Strangely, integrating the memory controller goes against Intel’s “80 Core Processor” ideal as well, where the company claimed that it wanted to build a CPU of many mini-cores, differentiating products by their core count as opposed to clock speed and cache sizes. This allows far easier scalability in the future, but the problem with adding a memory controller into the CPU core is that each of the new cores now needs to be wired into it. On a motherboard, adding traces is not that hard and new motherboards get made in far greater quantities than new CPU architectures get produced.
This presents the technical challenge of making a processor die to have the “potential” of everything - have a huge substrate and separate memory controller chip or planning for a dozen different processor design variations for just one family. They all have their problems, whether it’s additional cost, lower performance or a phenomenal amount of work. This is partly the reason why AMD can’t just throw another dual core die onto its CPU substrate to make a quick AMD Athlon X4 range, like Intel has done with its current quad core processor.
Regardless, Intel has all the makings of a killer processor that might leave AMD gasping for air, as the Athlon family is due to have its major fundamental performance difference taken away from it.
Click for Large Images
Integrated graphics... on an Intel?
It speaks of the old saying, “if you can’t beat ‘em, join ‘em” and Intel may have realised that AMD was going to progress down the right track with Fusion, integrating an AMD CPU and ATI graphics core into one die space.
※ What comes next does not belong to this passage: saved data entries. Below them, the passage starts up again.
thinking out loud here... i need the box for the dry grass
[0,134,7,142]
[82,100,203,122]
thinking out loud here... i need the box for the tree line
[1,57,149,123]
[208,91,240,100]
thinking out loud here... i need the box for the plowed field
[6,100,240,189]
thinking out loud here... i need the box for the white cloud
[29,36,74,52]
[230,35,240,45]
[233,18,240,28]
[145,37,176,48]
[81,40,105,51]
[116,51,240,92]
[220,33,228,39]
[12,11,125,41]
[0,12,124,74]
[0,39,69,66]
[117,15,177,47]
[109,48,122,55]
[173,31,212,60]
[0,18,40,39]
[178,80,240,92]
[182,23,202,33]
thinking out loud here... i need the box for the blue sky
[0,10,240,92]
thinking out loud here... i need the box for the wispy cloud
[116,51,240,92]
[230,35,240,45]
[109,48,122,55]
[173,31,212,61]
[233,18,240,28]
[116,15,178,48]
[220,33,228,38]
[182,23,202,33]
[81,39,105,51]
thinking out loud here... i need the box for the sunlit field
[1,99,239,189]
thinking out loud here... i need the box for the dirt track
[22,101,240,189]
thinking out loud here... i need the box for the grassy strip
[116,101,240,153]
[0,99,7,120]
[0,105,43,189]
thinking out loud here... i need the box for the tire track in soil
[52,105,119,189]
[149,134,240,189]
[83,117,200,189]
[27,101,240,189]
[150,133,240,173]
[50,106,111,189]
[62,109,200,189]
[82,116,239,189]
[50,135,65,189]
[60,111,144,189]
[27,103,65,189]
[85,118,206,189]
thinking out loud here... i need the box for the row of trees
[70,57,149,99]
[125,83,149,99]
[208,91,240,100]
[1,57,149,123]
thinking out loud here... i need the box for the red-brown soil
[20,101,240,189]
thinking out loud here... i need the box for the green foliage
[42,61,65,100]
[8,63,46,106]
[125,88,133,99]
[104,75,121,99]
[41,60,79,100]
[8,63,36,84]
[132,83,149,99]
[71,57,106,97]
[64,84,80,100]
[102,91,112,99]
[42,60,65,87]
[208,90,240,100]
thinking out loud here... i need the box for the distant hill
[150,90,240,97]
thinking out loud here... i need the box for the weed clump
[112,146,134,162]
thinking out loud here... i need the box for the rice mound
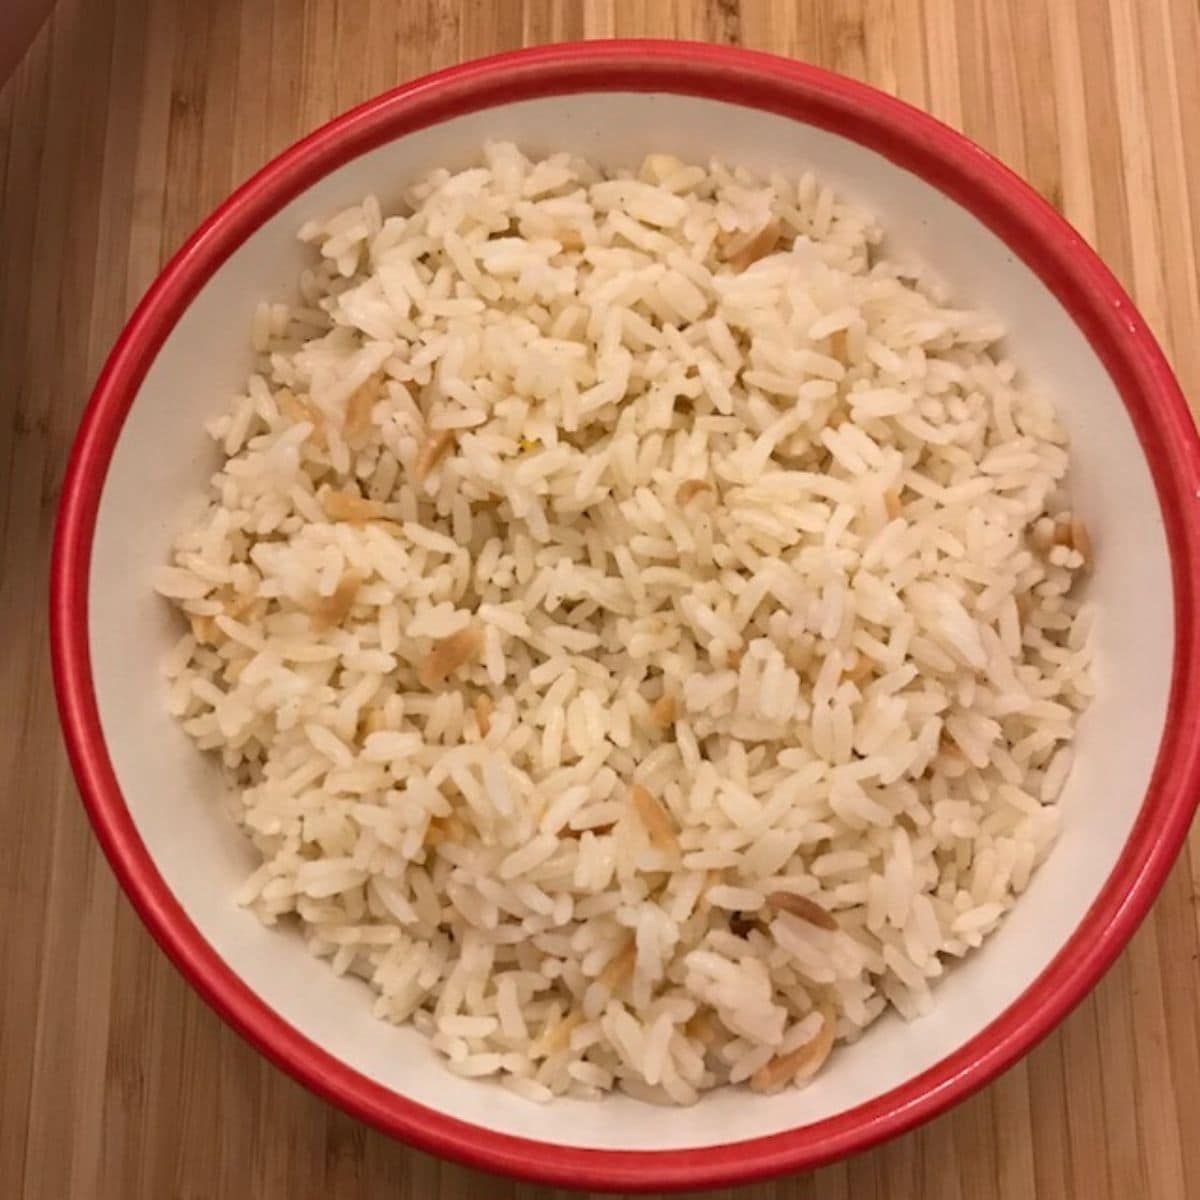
[157,142,1094,1105]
As graphics cores become fundamentally more CPU-esq in their general calculation ability, as well as the fact that including a graphics core on CPU means less power consumption, lower latency and space savings, this certainly seems to be a logical step forward. With this model you don’t need a separate IGP (integrated graphics processor) on the motherboard and traces that require more space and power. The results could be a lower cost PC, a smaller PC and thinner, cooler, lighter notebooks with longer battery life.
With Intel now pushing the mini-ITX form factor, having an all-in-one CPU will mean that a massive percentage of board real estate is reclaimed for other components. It also means cheaper motherboards as a manufacturer doesn’t have to include a northbridge and/or graphics processor, as it’s down to the end user to source at their own cost. For example, the cost difference between a moderately larger micro ATX motherboard and mini-ITX motherboard can be three or four times as much in favour of micro ATX.
Intel expressed that the integrated graphics will be in the same vein as its current integrated graphics, which realistically is for non-gaming systems . This is essentially to remain within the TDP envelope, but including any extra graphics processor means that the CPU cores will have to be exceptionally low power. There is a computational advantage however, as the CPU could possibly palm off calculations to the graphics core when it isn’t heavily utilised.
However it eventually turns out, Nehalem looks set to offer an interesting future of optimised low power coupled with increased performance. While AMD Fusion now has a direct competitor, Intel has tipped this for being a mid-2008 product and Fusion is due Q408/Q109. Could Nehalem and Intel beat AMD to market at its own game?